There were some answers, but more questions.
The Leafs lost two of three and, according to them, lost the ones they should have won but won the one they should have lost.
In fact, had it not been for some feeble netminding from the Vancouver Canucks' Alex Auld, combined with some excellent work from Ed Belfour at the other end, the Leafs would have been blown out of the trip's finale in the first period.
But that observation brings up one of the key questions that arose. How long can the Leafs continue to hitch their wagon to Belfour's horse?
Throughout the first half of the season, the Leafs' record hasn't reflected their overall play. Essentially, they have been a two-man team. Night after night, they have benefited from superlative performances from Belfour and Bryan McCabe.
On Tuesday, they were without McCabe, and the confusion was evident. Belfour was outstanding, but at which point does coach Pat Quinn draw the line?
Prior to the Vancouver game, he was musing about the unreasonable demands of the NHL schedule. Commenting on McCabe's groin strain, he said that there are too many games in too short a stretch of time, and that as a result there is a physical toll on the players that leads to injuries.
He is right, of course. In fact, he's so right that he'll probably get fined by the league. If there's anything the New York office doesn't like, it's one of its front-line people telling the truth about the league's deficiencies.

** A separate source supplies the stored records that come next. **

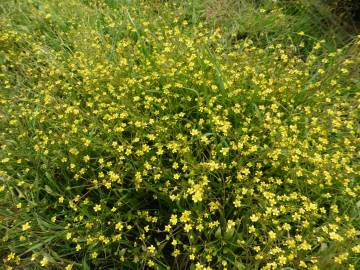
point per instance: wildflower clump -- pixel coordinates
(134, 136)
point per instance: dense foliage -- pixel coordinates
(134, 135)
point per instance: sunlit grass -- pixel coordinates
(138, 134)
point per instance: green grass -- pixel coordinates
(178, 135)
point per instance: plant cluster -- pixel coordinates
(133, 136)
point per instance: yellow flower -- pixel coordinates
(44, 261)
(26, 226)
(97, 207)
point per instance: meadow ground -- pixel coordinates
(178, 135)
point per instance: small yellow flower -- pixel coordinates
(26, 226)
(97, 207)
(44, 261)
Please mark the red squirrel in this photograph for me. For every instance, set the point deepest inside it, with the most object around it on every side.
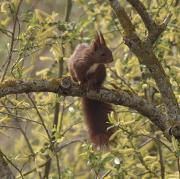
(86, 66)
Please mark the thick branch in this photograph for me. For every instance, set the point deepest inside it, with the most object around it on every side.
(147, 58)
(65, 87)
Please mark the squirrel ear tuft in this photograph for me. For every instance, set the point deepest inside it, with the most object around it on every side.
(96, 42)
(102, 41)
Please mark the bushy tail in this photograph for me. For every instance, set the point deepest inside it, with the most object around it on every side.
(96, 116)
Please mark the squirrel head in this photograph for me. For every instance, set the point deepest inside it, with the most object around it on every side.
(100, 52)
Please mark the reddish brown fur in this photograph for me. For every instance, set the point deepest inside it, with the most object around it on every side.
(96, 112)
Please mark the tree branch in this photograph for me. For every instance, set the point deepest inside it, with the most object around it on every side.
(65, 87)
(147, 57)
(140, 8)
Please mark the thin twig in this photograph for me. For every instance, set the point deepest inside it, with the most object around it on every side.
(12, 41)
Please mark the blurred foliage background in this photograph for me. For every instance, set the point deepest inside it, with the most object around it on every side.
(37, 38)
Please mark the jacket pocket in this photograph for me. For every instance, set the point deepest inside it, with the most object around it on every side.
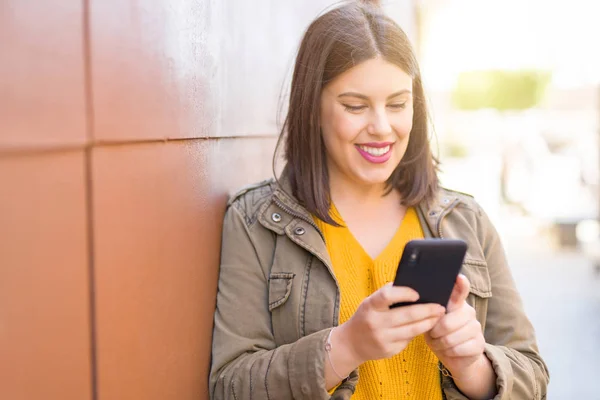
(481, 288)
(477, 273)
(280, 287)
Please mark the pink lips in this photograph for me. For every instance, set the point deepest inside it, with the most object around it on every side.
(376, 159)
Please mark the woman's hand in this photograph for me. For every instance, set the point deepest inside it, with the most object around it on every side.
(375, 331)
(457, 338)
(458, 342)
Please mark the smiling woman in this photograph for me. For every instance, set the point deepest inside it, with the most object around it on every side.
(303, 305)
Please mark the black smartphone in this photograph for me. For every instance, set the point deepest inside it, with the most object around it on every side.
(430, 266)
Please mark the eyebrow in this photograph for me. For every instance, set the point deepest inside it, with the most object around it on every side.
(362, 96)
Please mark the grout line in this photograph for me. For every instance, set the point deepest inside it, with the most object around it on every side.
(89, 107)
(50, 149)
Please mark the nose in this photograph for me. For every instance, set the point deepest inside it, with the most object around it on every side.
(379, 124)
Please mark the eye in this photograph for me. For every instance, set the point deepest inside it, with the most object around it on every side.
(397, 106)
(350, 108)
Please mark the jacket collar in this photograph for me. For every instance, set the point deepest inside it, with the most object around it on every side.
(431, 213)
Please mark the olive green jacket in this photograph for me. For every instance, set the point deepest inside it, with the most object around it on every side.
(278, 299)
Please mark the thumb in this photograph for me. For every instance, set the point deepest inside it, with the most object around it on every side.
(389, 294)
(459, 293)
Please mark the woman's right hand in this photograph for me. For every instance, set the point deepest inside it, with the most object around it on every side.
(375, 331)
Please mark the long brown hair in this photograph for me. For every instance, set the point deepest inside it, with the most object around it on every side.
(333, 43)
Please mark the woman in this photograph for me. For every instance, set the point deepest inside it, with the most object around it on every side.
(304, 293)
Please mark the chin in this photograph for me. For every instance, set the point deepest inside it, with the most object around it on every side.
(371, 178)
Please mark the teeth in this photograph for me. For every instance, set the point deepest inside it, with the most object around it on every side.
(375, 151)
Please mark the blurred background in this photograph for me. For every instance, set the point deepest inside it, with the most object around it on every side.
(125, 124)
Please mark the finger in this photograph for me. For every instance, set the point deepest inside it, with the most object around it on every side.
(454, 321)
(383, 298)
(410, 331)
(418, 312)
(459, 292)
(464, 334)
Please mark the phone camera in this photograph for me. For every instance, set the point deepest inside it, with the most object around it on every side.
(413, 258)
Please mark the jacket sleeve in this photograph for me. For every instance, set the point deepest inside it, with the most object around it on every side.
(246, 363)
(510, 336)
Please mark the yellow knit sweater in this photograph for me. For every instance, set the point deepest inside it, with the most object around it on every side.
(412, 374)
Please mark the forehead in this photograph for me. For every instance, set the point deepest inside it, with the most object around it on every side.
(372, 77)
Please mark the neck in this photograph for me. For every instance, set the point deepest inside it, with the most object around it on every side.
(347, 193)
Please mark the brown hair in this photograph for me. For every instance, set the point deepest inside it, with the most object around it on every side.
(333, 43)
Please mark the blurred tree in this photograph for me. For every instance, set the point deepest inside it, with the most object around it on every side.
(499, 89)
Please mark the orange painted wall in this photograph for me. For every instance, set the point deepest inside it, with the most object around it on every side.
(124, 125)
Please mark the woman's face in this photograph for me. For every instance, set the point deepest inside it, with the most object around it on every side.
(366, 119)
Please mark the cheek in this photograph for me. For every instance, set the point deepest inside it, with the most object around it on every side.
(403, 125)
(341, 126)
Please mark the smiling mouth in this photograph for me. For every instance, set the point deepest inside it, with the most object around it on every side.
(375, 151)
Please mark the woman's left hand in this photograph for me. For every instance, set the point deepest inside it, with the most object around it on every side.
(457, 338)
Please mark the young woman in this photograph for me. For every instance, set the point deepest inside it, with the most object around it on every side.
(304, 294)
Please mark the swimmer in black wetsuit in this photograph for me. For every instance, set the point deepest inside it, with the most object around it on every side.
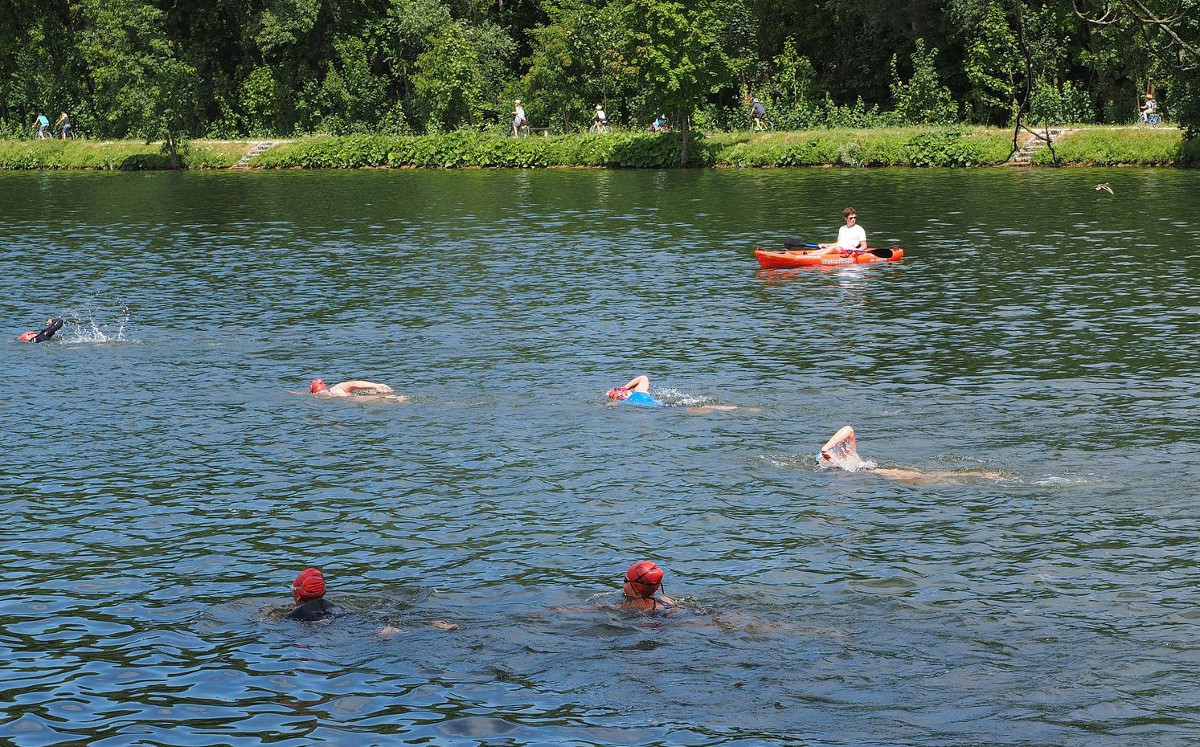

But Quinn niftily side-stepped another aspect of that discussion -- the toll on players as a result of coaches sending them out there for 30 minutes a game.
If Quinn is so concerned about the rigours of life in the NHL, then perhaps he should lower the workload of people like McCabe and Belfour.
That, needless to say, is a pipe dream. The pressure on coaches in the NHL is every bit as great as the pressure on players. It's mental, rather than physical, but it's just as real.
In today's NHL, you have to give your stars a heavy workload. The neatly structured TV timeouts lend themselves nicely to extra-shifting elite players, and if Quinn didn't do it he'd be the only coach in the league to take that approach.
But still, the question doesn't go away. Where is the line? At which point do you tell Belfour that his workload is to be reduced in the hope that he'll be sharper in the playoffs than he has been in recent years?
At which point do you reduce McCabe's minutes so that the rigours of the long season won't be in evidence when he's being targeted by the opposing coach in the post-season?
In Belfour's case, the play of Mikael Tellqvist makes a reduced workload feasible. But Belfour's attitude doesn't. He wants to play every game. What good does it do to have your top goalie fresh for the playoffs if, in his own mind, he feels that he's rusty?
In McCabe's case, there is no way whatsoever to cut his ice time. In fact, judging by some of the defensive performances on Tuesday, he should perhaps play even more than he does.
If anything, the western swing proved only what most fans knew all along. This is not a very deep team and Quinn's assets are limited.
Finding a way to maximize those assets is his biggest conundrum -- and one to which there is no clear-cut solution.